1) Use graph clustering to partition the circuit into m modules. 2) Construct and compact the TRAX fault dictionary. 3) Evaluate diagnostic ability of resulting fault dictionary. These steps are performed for m = 5 to 30, for both the L2B circuit (Fig. 10 ) and the NCU circuit (Fig. 11) . As the number of module partitions increases from 5 to 30, there is a slight downward trend in the percentage of ideal accurate diagnosis results, and an upward trend in the size of the fault dictionary. While it may appear counter-intuitive for the dictionary size to increase as the number of modules increase (which implies fewer faults per module) there is a logical explanation. Dictionary compaction due to equivalence and subsumption is only applied to intramodule fault pairs, so more compaction is possible with larger modules and therefore more intramodule fault pairs.
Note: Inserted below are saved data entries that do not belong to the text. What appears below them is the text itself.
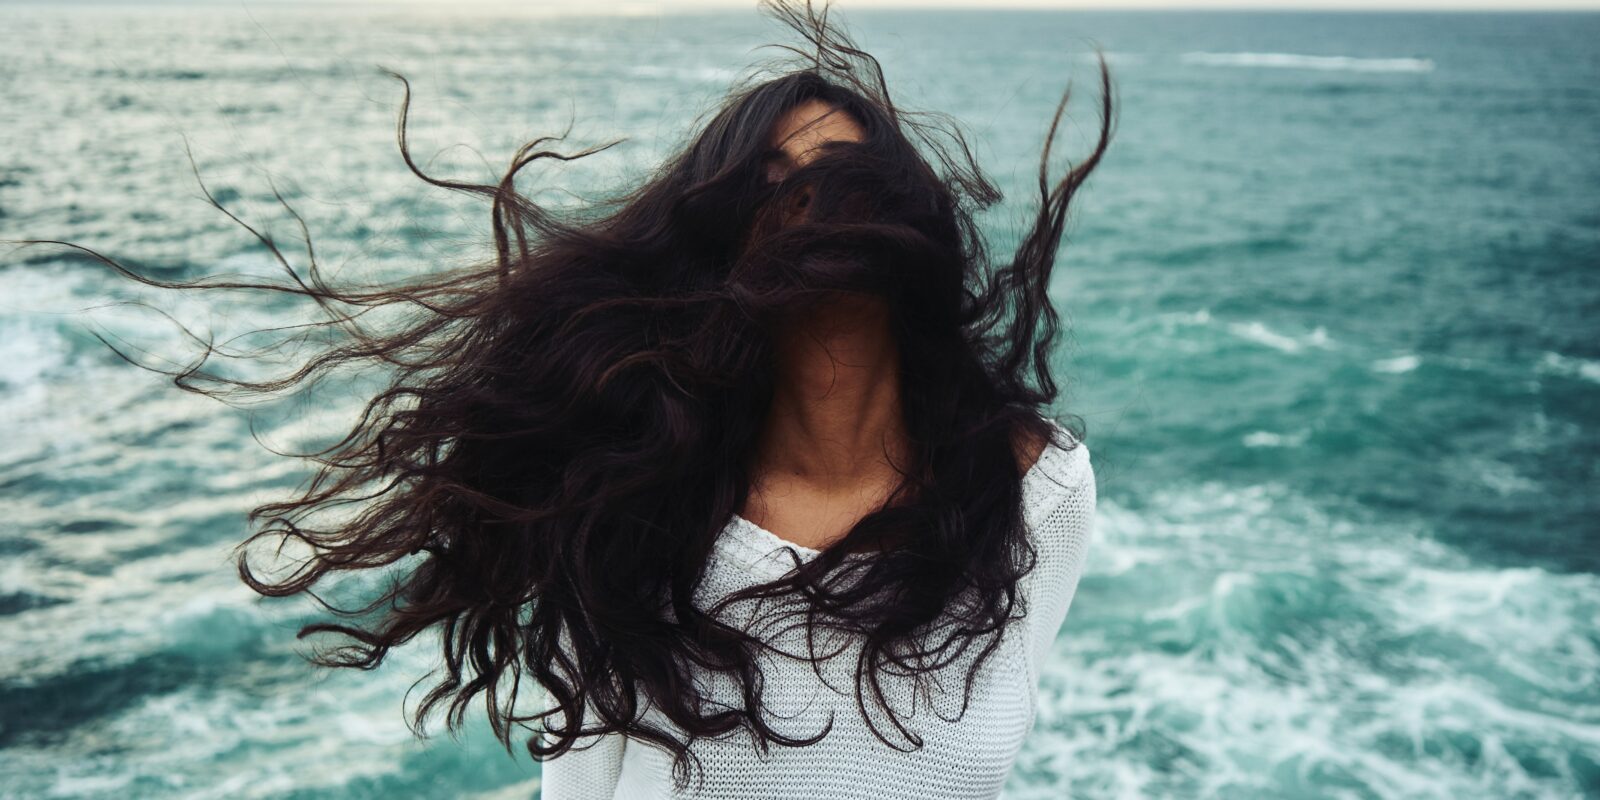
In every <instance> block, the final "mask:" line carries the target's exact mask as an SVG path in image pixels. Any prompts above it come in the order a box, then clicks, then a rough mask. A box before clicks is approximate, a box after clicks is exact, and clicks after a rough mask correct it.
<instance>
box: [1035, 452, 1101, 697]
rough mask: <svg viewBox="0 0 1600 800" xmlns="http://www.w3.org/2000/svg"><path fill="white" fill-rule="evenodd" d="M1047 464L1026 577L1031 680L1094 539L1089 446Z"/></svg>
mask: <svg viewBox="0 0 1600 800" xmlns="http://www.w3.org/2000/svg"><path fill="white" fill-rule="evenodd" d="M1053 456H1054V458H1053V459H1051V461H1050V462H1048V464H1045V466H1046V467H1048V470H1046V475H1045V488H1046V490H1045V491H1043V494H1042V501H1040V506H1038V509H1037V510H1035V512H1034V517H1032V518H1030V525H1032V526H1030V530H1032V533H1034V539H1032V541H1034V547H1035V549H1037V554H1038V558H1037V562H1035V565H1034V571H1032V573H1029V576H1027V603H1029V611H1027V621H1029V622H1027V632H1029V637H1030V642H1029V653H1030V659H1029V662H1030V674H1032V678H1034V683H1035V685H1037V682H1038V674H1040V667H1042V664H1043V662H1045V659H1046V658H1048V656H1050V648H1051V645H1053V643H1054V640H1056V634H1058V632H1059V630H1061V626H1062V622H1064V621H1066V618H1067V610H1069V608H1070V606H1072V598H1074V595H1077V589H1078V578H1080V576H1082V574H1083V562H1085V557H1086V554H1088V547H1090V541H1091V539H1093V538H1094V518H1096V499H1098V498H1096V483H1094V467H1093V464H1091V462H1090V451H1088V445H1083V443H1082V442H1078V443H1077V446H1074V448H1072V450H1056V451H1054V453H1053Z"/></svg>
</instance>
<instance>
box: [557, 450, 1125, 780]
mask: <svg viewBox="0 0 1600 800" xmlns="http://www.w3.org/2000/svg"><path fill="white" fill-rule="evenodd" d="M1053 424H1054V426H1056V430H1058V432H1059V435H1061V438H1062V440H1064V442H1067V443H1069V446H1061V445H1056V443H1050V445H1046V446H1045V450H1043V451H1042V453H1040V456H1038V459H1037V461H1035V462H1034V466H1032V467H1029V470H1027V472H1026V474H1024V477H1022V509H1024V525H1026V528H1027V531H1029V534H1030V538H1032V542H1034V547H1035V549H1037V554H1038V560H1037V563H1035V568H1034V570H1032V571H1030V573H1027V574H1026V576H1024V578H1022V579H1021V582H1019V590H1021V595H1022V602H1024V603H1022V608H1024V610H1026V616H1022V619H1018V621H1013V622H1011V624H1010V626H1008V627H1006V632H1005V635H1003V637H1002V640H1000V645H998V648H997V650H995V651H994V653H992V654H990V656H989V659H987V661H986V662H984V664H982V667H981V669H979V672H978V675H976V678H974V683H973V688H971V696H970V699H968V702H966V709H965V712H963V710H962V701H963V690H965V677H966V670H968V669H970V666H971V661H973V658H976V654H978V650H979V648H978V646H971V648H968V654H965V656H962V658H957V659H955V661H952V662H950V664H949V666H946V667H941V669H939V670H938V672H934V683H933V685H934V686H936V688H934V690H933V691H928V690H926V682H928V677H926V675H923V678H922V680H923V682H925V690H923V691H920V693H918V691H914V683H912V680H910V678H909V677H901V675H894V674H888V675H885V677H883V680H882V683H883V690H885V694H886V699H888V704H890V707H893V709H894V712H896V717H898V718H899V720H901V723H902V725H906V728H907V730H910V731H912V733H914V734H917V736H920V738H922V746H920V747H914V746H912V744H910V742H909V741H907V739H906V738H904V736H902V734H901V733H899V731H898V728H896V725H894V722H891V720H890V718H888V717H886V715H885V714H883V712H882V709H877V707H875V706H874V702H872V699H870V694H869V696H867V712H869V717H864V715H862V712H861V710H859V707H858V699H856V694H854V690H856V683H854V680H856V678H854V670H856V656H858V654H859V646H854V648H851V646H850V645H851V643H850V642H843V643H837V642H835V643H826V642H824V643H818V645H816V646H818V653H824V654H826V653H834V651H835V650H840V646H843V648H845V650H843V651H842V653H840V654H837V656H832V658H829V659H827V661H824V662H822V666H821V667H813V666H811V664H808V662H805V661H798V659H795V658H787V656H784V654H768V653H763V654H762V656H760V658H758V664H760V667H762V675H763V678H765V686H763V698H762V704H763V709H766V714H765V718H766V720H768V722H770V723H771V725H773V726H774V728H776V730H779V731H781V733H784V734H789V736H814V734H816V733H819V731H821V730H822V726H824V725H826V723H827V722H829V717H830V715H832V722H834V728H832V730H830V731H829V734H827V736H826V738H824V739H822V741H819V742H816V744H811V746H805V747H786V746H781V744H771V746H770V749H768V752H765V754H763V752H762V750H760V749H757V747H755V742H754V738H752V736H750V734H749V731H746V730H742V728H739V730H736V731H733V733H730V734H723V736H720V738H715V739H696V741H694V742H693V746H691V752H693V754H694V755H696V757H698V758H699V766H701V768H699V770H696V771H694V774H693V778H694V779H693V781H691V784H690V786H688V787H685V789H677V787H674V784H672V755H670V754H669V752H666V750H662V749H659V747H656V746H651V744H648V742H643V741H637V739H630V738H627V736H624V734H621V733H611V734H603V736H592V738H587V739H579V742H578V744H576V746H574V747H573V749H571V750H568V752H566V754H563V755H560V757H557V758H552V760H547V762H544V765H542V781H541V784H542V786H541V792H542V798H544V800H678V798H698V800H723V798H726V800H733V798H741V800H746V798H795V800H800V798H805V800H816V798H874V800H930V798H994V797H998V795H1000V790H1002V787H1003V786H1005V781H1006V776H1008V774H1010V771H1011V765H1013V763H1014V760H1016V755H1018V752H1019V750H1021V747H1022V739H1024V738H1026V736H1027V734H1029V731H1030V730H1032V726H1034V718H1035V712H1037V707H1038V670H1040V664H1042V662H1043V661H1045V659H1046V658H1048V656H1050V651H1051V643H1053V642H1054V638H1056V634H1058V632H1059V629H1061V626H1062V622H1064V619H1066V616H1067V610H1069V608H1070V605H1072V597H1074V595H1075V594H1077V586H1078V576H1080V574H1082V571H1083V562H1085V555H1086V550H1088V546H1090V541H1091V539H1093V528H1094V506H1096V485H1094V469H1093V466H1091V464H1090V451H1088V446H1086V445H1083V443H1082V442H1078V440H1075V438H1074V437H1072V434H1070V432H1069V430H1067V429H1066V427H1062V426H1061V424H1059V422H1053ZM790 552H794V555H797V557H798V558H800V560H802V562H805V560H810V558H814V557H816V555H819V552H818V550H814V549H811V547H805V546H800V544H795V542H789V541H786V539H781V538H779V536H776V534H774V533H771V531H768V530H765V528H762V526H758V525H755V523H752V522H749V520H746V518H744V517H739V515H734V517H733V520H731V522H730V523H728V526H726V528H725V530H723V531H722V536H720V538H718V541H717V542H715V547H714V555H712V563H710V565H709V566H707V576H706V579H704V582H702V587H701V590H699V594H698V595H696V603H698V606H701V608H706V606H709V605H710V603H714V602H715V600H717V598H720V597H723V595H726V594H728V592H733V590H736V589H741V587H746V586H750V584H755V582H765V581H771V579H774V578H781V576H782V574H784V573H787V571H789V570H792V568H794V557H792V555H790ZM864 557H870V555H869V554H851V555H848V557H846V558H864ZM765 603H766V605H755V603H752V605H747V606H741V605H734V606H730V610H728V611H725V613H730V614H742V616H741V618H739V619H742V624H746V626H747V627H746V630H750V632H754V634H757V635H762V637H763V640H765V642H770V643H773V645H778V648H779V650H781V651H784V653H792V654H805V653H808V650H806V642H805V634H803V630H798V626H797V624H795V622H797V621H798V619H797V618H789V619H786V621H782V624H773V626H771V630H770V632H763V629H762V621H763V619H776V618H773V616H768V614H771V613H773V610H771V603H773V600H765ZM1019 613H1021V611H1014V614H1019ZM818 670H821V674H822V675H821V677H819V675H818ZM701 688H702V690H704V691H707V694H709V696H710V698H714V699H715V701H717V702H726V704H728V706H730V707H742V704H741V696H739V693H738V690H736V685H734V683H733V680H731V678H726V677H723V675H714V677H709V678H707V680H704V682H702V683H701ZM653 712H654V709H646V712H645V714H646V715H648V717H650V718H651V722H656V723H658V725H664V726H667V730H674V728H672V726H670V723H669V722H667V720H666V718H664V717H659V715H653ZM869 718H870V723H872V725H875V726H877V730H878V731H882V733H883V734H885V738H888V739H890V741H891V742H894V744H896V746H894V747H890V746H888V744H885V742H883V741H882V739H880V738H878V736H877V734H875V733H874V731H872V726H869Z"/></svg>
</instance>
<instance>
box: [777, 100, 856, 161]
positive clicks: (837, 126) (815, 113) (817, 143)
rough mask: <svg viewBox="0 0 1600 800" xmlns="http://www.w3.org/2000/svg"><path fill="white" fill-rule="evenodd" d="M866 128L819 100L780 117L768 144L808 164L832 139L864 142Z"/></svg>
mask: <svg viewBox="0 0 1600 800" xmlns="http://www.w3.org/2000/svg"><path fill="white" fill-rule="evenodd" d="M864 139H866V131H864V130H862V128H861V123H858V122H856V120H854V118H853V117H851V115H850V114H848V112H845V110H843V109H840V107H837V106H832V104H829V102H824V101H819V99H810V101H805V102H802V104H798V106H795V107H792V109H789V110H787V112H784V115H782V117H779V118H778V122H776V123H774V125H773V136H771V139H770V142H768V144H771V147H773V149H778V150H782V152H784V154H786V155H789V160H790V162H794V163H795V165H805V163H806V162H810V160H811V158H813V152H814V150H816V149H818V147H819V146H821V144H824V142H829V141H854V142H859V141H864Z"/></svg>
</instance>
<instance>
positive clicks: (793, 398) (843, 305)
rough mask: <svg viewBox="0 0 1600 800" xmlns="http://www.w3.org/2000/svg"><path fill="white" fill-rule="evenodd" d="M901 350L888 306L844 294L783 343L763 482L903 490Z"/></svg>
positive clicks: (760, 451)
mask: <svg viewBox="0 0 1600 800" xmlns="http://www.w3.org/2000/svg"><path fill="white" fill-rule="evenodd" d="M899 370H901V366H899V347H898V346H896V342H894V334H893V331H891V330H890V315H888V307H886V304H885V302H883V301H882V299H877V298H870V296H861V294H842V296H840V299H838V301H834V302H827V304H819V306H816V307H814V310H811V312H810V314H806V315H805V317H802V318H797V320H795V322H794V323H790V325H789V326H787V330H784V331H782V333H781V336H779V338H778V363H776V386H774V394H773V403H771V408H770V410H768V416H766V422H765V427H763V432H762V440H760V443H758V448H757V474H758V478H766V480H773V478H776V480H781V482H782V483H790V485H792V483H800V485H805V486H808V488H811V490H813V491H821V493H830V491H840V493H851V491H859V490H861V488H864V486H880V485H885V483H888V485H894V483H898V478H899V475H898V474H896V470H894V467H893V464H891V459H893V462H899V464H904V462H906V458H904V454H906V446H907V445H906V426H904V418H902V416H901V373H899Z"/></svg>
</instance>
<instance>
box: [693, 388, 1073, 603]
mask: <svg viewBox="0 0 1600 800" xmlns="http://www.w3.org/2000/svg"><path fill="white" fill-rule="evenodd" d="M1050 424H1051V426H1054V427H1056V430H1058V432H1061V430H1066V427H1062V426H1061V422H1056V421H1054V419H1050ZM1067 435H1069V437H1070V435H1072V434H1070V432H1067ZM1066 453H1069V451H1067V450H1062V448H1061V446H1058V445H1056V443H1054V442H1050V443H1046V445H1045V450H1043V451H1040V454H1038V458H1037V459H1034V464H1032V466H1030V467H1027V472H1024V474H1022V493H1024V498H1027V496H1030V493H1032V491H1034V485H1035V483H1038V480H1042V478H1043V475H1045V469H1042V467H1043V466H1045V462H1046V461H1054V459H1056V458H1061V456H1062V454H1066ZM717 544H726V546H728V549H726V550H731V552H730V555H734V557H736V558H739V560H741V562H742V563H744V565H746V566H752V568H758V570H765V571H774V573H786V571H789V570H792V568H794V562H792V560H790V558H789V555H786V554H784V550H792V552H794V554H795V555H797V557H798V558H800V562H802V563H803V562H810V560H813V558H816V557H819V555H822V550H818V549H816V547H806V546H805V544H798V542H792V541H789V539H784V538H782V536H778V534H776V533H773V531H770V530H766V528H763V526H760V525H757V523H754V522H750V520H747V518H744V515H741V514H739V512H734V514H733V518H731V520H730V522H728V525H726V528H723V536H722V538H720V539H718V541H717ZM726 550H725V552H726ZM870 557H872V554H870V552H853V554H848V555H845V560H846V562H854V560H862V558H870Z"/></svg>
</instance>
While this may lead to the conclusion that a smaller number of modules is more desirable by these two metrics, this conclusion does not include two important considerations. When the number of modules is small, any detected defect will require the repair, replacement, or avoidance of a significant fraction of the core/uncore itself. Furthermore, in the context of replacing modules, this reduces the ability of the core/uncore to recover from any future defects, as more of the available spare modules have been diagnosed as faulty and are unavailable for future use. Taken to extremes, a core/uncore partitioned into a single module would have a zero-byte dictionary with perfect accuracy (every defect is located within the single "module" of the core/uncore), but the available recovery options are quite undesirable. It is not very practical to wait to repair an entire core/uncore, replace the entire core/uncore, or try to avoid the core/uncore in its entirety. At the other extreme, a core/uncore partitioned into dozens of modules would have a much larger fault dictionary with an associated reduced percentage of ideal accurate diagnosis results but would have more desirable recovery options available. That is, repairing, replacing, or avoiding a small portion of a defective core/uncore is more appealing than doing the same for the entire core/uncore. Additionally, when considering the replacement of defective modules, smaller and more numerous modules can handle more failures before running out of spare modules. Consider the situation where a single spare is reserved for each module of a core/uncore. If the core/uncore is partitioned into many modules, each can fail independently without reducing the overall functionality of the core/uncore. If there are only a few modules, however, it is more likely that subsequent defects will lie within an already replaced module.
VIII. CONCLUSION
The contributions of this paper are centered upon onchip diagnosis and are three-fold. First, we introduced a new enhancement to the uncertain-TF model (which we call TRAnsition-X or TRAX for short) that conservatively and efficiently captures all possible activation and propagation paths for a degraded standard cell. Second, several fault-dictionary compaction techniques have been described and investigated. While the most significant size reduction stems from using only PF test responses (as opposed to full test responses), recognizing that diagnosis precision only needs to match the repair level also significantly contributes to dictionary-size reduction. For example, the PF dictionary is further compacted by another 53% on average when employing repair-level resolution. Third, the on-chip diagnosis hardware architecture provides an area-and performance-efficient methodology for the localization of detected failures to the optimal level necessary for repair or avoidance. For the OpenSPARC T2 processor, the area overhead is less than 0.16%. With regards to performance efficiency, the on-chip hardware architecture only affects execution during the test-application time. The on-chip diagnosis itself uses the stored test results and in the bestcase scenario, runs in the background without affecting system execution.